Does chaos theory occur in quantum mechanics? Or in any non-newtonian physics? Apart from perhaps thermodynamics?
In this PhD thesis (unfortunately in German :-/, a follow up paper can be found here), it is shown how for an action of a field theory containing even and Grassman fields, the renormalization group equation can be solved numerically (after expanding the action in derivatives and the fields). To investigate the corresponding renormalization group flow in the respective coupling space, analogous methods known to investigate trajectories in the phace space of a nonlinear dynamic system can be applied in this case too. A trajectory in this coupling space starting with certain inital values of the coupling constants at the high energy cutoff evolving in the course of renormalization time (which is related to the lenght or energy scale considered) can be considered as analogue to a trajectory in phase space, starting from an initial condition and evolving in the course of time.
As described in this paper, the coupling constants in a renormalizable field theory can not only flow to, bypass, spiral in/out or circle around isolated fixed points, but a chaotic behaviour of the renormalization group flow could occur too. This could have potential applications in different fields such as spin glasses, neural networks, or even string theory.

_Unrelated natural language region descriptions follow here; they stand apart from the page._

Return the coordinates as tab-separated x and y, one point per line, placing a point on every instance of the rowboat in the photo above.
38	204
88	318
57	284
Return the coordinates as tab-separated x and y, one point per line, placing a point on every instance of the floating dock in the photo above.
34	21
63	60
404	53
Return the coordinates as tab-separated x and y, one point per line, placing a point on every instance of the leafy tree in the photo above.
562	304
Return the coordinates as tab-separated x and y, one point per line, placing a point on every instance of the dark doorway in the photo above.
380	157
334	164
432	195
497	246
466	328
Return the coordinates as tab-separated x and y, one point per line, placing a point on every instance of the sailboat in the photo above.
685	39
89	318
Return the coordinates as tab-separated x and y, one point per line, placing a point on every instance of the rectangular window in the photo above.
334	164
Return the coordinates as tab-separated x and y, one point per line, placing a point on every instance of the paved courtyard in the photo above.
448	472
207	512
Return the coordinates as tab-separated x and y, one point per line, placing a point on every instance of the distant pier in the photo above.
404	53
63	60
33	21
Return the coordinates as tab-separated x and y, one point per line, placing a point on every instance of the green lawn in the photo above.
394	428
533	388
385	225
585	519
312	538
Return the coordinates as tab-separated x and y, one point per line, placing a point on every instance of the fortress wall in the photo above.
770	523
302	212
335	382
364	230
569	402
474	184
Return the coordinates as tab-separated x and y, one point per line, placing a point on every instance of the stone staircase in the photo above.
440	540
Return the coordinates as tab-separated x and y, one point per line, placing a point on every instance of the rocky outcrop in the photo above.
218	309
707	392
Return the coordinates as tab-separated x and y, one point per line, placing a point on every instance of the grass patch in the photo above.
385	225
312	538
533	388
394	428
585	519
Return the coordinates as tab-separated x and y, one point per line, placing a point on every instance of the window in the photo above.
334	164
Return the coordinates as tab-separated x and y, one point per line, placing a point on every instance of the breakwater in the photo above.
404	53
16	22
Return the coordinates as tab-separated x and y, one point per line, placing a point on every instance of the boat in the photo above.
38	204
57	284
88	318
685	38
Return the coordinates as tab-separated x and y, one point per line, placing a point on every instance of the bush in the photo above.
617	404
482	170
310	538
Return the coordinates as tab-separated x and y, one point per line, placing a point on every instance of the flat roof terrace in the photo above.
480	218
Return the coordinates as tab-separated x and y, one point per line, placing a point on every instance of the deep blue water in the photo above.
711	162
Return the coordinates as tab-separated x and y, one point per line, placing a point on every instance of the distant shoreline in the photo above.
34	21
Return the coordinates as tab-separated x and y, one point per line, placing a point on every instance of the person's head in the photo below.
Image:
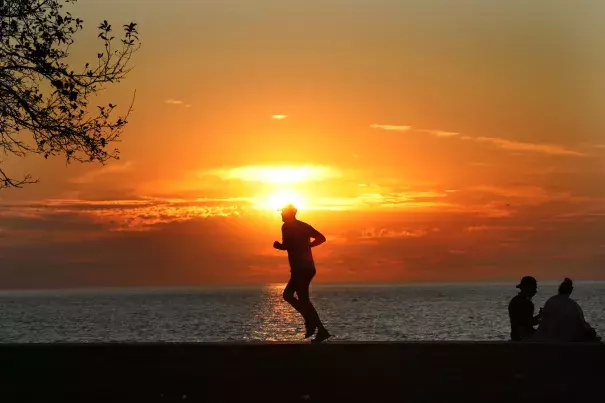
528	286
566	287
288	213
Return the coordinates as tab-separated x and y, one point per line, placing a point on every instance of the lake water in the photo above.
351	312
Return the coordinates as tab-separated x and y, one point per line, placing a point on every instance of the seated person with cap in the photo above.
521	311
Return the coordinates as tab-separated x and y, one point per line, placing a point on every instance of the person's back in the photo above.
521	310
297	235
563	319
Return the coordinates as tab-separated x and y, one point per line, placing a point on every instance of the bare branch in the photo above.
43	97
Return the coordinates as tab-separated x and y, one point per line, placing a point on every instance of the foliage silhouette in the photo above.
44	103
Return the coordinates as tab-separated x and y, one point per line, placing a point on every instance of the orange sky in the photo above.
429	141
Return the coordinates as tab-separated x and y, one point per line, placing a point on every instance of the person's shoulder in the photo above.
303	224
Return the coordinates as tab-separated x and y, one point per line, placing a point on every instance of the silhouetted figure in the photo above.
296	240
521	310
563	319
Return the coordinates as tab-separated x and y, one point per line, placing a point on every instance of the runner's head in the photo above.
288	213
528	286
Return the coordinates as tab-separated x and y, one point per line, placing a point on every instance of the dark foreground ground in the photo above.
332	372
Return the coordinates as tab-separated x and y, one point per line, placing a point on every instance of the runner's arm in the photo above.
318	237
280	245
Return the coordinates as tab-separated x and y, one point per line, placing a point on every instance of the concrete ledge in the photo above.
290	372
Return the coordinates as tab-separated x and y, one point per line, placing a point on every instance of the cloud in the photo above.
482	228
441	133
126	215
371	233
391	127
96	174
171	101
550	149
276	174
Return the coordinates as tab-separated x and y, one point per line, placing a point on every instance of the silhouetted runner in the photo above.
296	239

Since time evolution is linear for a quantum system, this rules out classical chaos in terms of hypersensivity to initial conditions. The question of how quantum theory could explain classical chaos is adressed from the perspective of decoherence. This interesting document may be of some help: http://www.iqc.ca/publications/tutorials/chaos.pdf
There is a SHM wave equation based on Schroedinger's equation and Maxwell's equation for an elliptical wave function which produces chaos (Langtons ant). I guess this answers the question about SHM and chaos.